Resident Sam Troy called it “quasi-corporate welfare.” He requested that council hold a public hearing to bring out into the open what dealings the city has already had privately with the company.
“This money going for this project is morally wrong,” Troy said.
He joined Bob Kadluboski in opposition to the city seeking the grant for the project.
“Why is it every time these big deals want something, they come to me to pay for it,” Kadluboski asked.
Councilman Bill Barrett supported the project, but attempted to reassure them that the city was not handing out money.
“We’re not giving them anything,” Barrett said.
The company is looking at sites in the downtown, including the city-owned Hotel Sterling that’s also designated a Keystone Opportunity Zone offering tax relief until 2024. The grant would play a key role in the company’s decision to stay local, city officials said.
If the city sold the property, it could possibly recoup the nearly $600,000 it spent to secure and later demolish the building in 2013. The county stands to benefit from a sale as well, applying proceeds to the $6 million Community Development money it loaned to CityVest that exhausted the funds attempting to prepare the building for development.
The tax hike, however, drew no complaints.
The city council approved the second and final reading of an ordinance that raised property taxes by 19.7 mills to balance the mayor’s $47.1 million general fund budget for this year. The increase raised the millage rate to 141.33 mills.
A mill is a $1 tax for every $1,000 assessed value of a property.
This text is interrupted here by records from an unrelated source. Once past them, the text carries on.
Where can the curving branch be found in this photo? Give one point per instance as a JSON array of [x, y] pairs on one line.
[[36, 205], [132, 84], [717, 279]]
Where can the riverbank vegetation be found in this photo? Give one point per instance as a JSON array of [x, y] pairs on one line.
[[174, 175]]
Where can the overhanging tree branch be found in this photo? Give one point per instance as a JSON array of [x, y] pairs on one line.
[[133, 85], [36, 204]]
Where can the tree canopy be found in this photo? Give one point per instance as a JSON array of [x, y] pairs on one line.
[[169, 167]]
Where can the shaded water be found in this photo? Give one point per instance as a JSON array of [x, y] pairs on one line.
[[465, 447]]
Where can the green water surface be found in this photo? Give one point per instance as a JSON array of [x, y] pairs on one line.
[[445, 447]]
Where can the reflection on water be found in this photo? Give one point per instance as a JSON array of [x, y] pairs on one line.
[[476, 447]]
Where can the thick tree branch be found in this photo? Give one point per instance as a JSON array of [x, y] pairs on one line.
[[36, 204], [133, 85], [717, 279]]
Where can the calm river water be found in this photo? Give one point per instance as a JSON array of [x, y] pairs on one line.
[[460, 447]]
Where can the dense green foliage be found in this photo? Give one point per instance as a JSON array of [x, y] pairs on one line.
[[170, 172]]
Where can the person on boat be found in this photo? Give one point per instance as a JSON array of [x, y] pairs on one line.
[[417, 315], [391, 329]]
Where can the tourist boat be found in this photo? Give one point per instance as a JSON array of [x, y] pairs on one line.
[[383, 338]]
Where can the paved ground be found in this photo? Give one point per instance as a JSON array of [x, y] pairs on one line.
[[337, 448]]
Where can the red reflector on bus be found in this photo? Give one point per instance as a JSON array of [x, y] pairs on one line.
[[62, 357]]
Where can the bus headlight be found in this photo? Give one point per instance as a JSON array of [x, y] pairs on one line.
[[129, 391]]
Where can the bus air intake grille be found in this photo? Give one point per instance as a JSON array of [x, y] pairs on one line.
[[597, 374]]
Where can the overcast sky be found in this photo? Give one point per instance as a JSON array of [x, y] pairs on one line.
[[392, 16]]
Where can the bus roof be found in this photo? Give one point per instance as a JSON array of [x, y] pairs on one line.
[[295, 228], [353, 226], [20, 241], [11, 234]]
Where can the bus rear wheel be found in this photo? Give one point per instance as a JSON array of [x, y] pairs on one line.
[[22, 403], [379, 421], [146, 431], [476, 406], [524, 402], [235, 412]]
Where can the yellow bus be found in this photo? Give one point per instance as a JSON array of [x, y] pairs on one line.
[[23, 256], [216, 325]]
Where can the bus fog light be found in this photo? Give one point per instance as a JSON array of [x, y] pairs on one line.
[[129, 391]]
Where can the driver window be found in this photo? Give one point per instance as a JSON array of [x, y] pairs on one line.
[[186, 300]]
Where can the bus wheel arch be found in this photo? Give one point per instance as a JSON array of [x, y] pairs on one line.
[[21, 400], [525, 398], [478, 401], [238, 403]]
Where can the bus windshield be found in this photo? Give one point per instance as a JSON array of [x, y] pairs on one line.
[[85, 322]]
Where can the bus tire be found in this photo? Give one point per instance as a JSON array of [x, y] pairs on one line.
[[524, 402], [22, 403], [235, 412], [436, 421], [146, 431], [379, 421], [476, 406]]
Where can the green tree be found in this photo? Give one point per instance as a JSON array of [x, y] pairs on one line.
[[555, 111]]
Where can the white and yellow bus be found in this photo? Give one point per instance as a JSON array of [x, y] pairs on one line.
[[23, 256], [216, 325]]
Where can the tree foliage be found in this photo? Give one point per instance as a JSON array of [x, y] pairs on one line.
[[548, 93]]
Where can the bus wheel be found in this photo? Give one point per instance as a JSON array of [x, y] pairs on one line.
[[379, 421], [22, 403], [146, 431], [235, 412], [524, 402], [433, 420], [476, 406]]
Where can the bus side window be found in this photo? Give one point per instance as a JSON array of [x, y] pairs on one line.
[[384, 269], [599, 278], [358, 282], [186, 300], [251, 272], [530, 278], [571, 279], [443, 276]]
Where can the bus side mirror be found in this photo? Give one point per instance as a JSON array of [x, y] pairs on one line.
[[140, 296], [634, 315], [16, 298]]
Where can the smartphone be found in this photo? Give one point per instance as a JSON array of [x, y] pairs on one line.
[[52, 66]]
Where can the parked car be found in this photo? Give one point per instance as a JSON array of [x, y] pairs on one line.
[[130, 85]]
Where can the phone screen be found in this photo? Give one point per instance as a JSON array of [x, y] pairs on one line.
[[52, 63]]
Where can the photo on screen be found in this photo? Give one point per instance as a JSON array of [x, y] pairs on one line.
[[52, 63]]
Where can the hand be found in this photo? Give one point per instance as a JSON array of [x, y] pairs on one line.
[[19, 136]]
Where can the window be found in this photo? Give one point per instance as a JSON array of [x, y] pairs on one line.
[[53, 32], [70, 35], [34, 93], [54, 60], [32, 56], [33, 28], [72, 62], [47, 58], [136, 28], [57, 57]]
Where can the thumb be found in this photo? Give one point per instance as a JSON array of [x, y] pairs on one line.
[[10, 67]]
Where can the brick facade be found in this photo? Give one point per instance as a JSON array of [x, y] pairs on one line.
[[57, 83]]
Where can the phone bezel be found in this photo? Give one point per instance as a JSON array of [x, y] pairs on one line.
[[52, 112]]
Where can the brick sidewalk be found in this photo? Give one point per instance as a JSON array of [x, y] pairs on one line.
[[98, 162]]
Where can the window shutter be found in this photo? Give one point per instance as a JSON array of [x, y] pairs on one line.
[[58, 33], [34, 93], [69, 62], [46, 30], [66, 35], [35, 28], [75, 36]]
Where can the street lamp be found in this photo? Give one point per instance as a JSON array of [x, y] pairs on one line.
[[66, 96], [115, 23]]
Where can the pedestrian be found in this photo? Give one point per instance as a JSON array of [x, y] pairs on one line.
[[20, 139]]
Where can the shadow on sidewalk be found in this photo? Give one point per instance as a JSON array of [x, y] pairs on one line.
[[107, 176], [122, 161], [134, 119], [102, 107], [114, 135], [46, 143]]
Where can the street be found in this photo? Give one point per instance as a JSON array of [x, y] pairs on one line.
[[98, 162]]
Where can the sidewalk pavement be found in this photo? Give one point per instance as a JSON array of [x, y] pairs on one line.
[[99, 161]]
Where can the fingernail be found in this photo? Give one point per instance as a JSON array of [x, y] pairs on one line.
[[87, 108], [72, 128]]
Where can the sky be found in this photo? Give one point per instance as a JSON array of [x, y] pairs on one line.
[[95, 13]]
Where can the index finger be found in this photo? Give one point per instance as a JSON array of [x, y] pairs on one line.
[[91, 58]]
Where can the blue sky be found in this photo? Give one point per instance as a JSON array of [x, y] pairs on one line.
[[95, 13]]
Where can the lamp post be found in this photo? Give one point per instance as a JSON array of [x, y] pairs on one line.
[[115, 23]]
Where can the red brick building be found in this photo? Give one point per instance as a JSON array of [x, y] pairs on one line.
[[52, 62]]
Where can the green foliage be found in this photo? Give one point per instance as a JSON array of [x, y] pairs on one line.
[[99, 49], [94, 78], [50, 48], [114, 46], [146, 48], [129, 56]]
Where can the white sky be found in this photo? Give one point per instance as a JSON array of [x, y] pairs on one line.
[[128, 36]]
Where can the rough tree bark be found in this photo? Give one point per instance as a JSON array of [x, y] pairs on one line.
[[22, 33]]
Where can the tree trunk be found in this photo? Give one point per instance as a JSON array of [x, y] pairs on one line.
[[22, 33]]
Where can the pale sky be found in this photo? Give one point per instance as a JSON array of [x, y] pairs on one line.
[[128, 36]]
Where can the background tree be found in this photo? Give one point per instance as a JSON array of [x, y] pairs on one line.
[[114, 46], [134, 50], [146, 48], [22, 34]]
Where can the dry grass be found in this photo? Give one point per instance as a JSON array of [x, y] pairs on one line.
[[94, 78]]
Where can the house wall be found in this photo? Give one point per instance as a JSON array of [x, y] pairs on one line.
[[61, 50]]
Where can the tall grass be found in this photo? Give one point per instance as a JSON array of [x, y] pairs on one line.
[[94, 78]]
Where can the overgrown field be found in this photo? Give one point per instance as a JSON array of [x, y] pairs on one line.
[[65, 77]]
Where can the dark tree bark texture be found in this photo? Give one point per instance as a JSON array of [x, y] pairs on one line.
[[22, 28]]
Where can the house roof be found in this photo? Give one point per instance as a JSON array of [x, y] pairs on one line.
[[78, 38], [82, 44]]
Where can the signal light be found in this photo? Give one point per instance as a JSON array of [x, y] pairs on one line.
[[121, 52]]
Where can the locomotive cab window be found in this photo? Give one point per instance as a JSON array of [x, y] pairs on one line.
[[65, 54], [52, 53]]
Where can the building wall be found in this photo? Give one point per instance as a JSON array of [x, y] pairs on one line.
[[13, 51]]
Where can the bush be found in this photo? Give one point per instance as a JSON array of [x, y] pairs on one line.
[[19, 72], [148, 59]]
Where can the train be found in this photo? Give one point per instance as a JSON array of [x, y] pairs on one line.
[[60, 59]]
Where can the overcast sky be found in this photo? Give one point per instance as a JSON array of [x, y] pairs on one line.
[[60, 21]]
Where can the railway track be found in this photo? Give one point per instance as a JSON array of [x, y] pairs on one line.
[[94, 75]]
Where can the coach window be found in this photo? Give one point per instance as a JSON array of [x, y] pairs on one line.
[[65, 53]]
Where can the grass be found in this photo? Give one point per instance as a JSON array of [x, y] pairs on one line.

Under the new rate, the annual tax for a property assessed at $79,500, the median value in the city, would be $1,033, a difference of $144 under the old tax rate.
Other agenda items approved by council were:
• Transfer of a restaurant liquor license to Vault Grill & Bar LLC, 24 W. Market St., from Pretty Mugs Inc. in Swoyersville.
• A resolution urging “the Wilkes-Barre Area School Board to strongly consider” a city site for the location of a new, consolidated high school.”
• The inclusion of the signatures of Darren Snyder, city controller, and Ted Wampole, city administrator, on a supplemental agreement with the Pennsylvania Department of Transportation regarding the completed Sidney Street Bridge project.
• A resolution in support of Congress passing “tough, new anti-corruption laws” pertaining to campaign financing.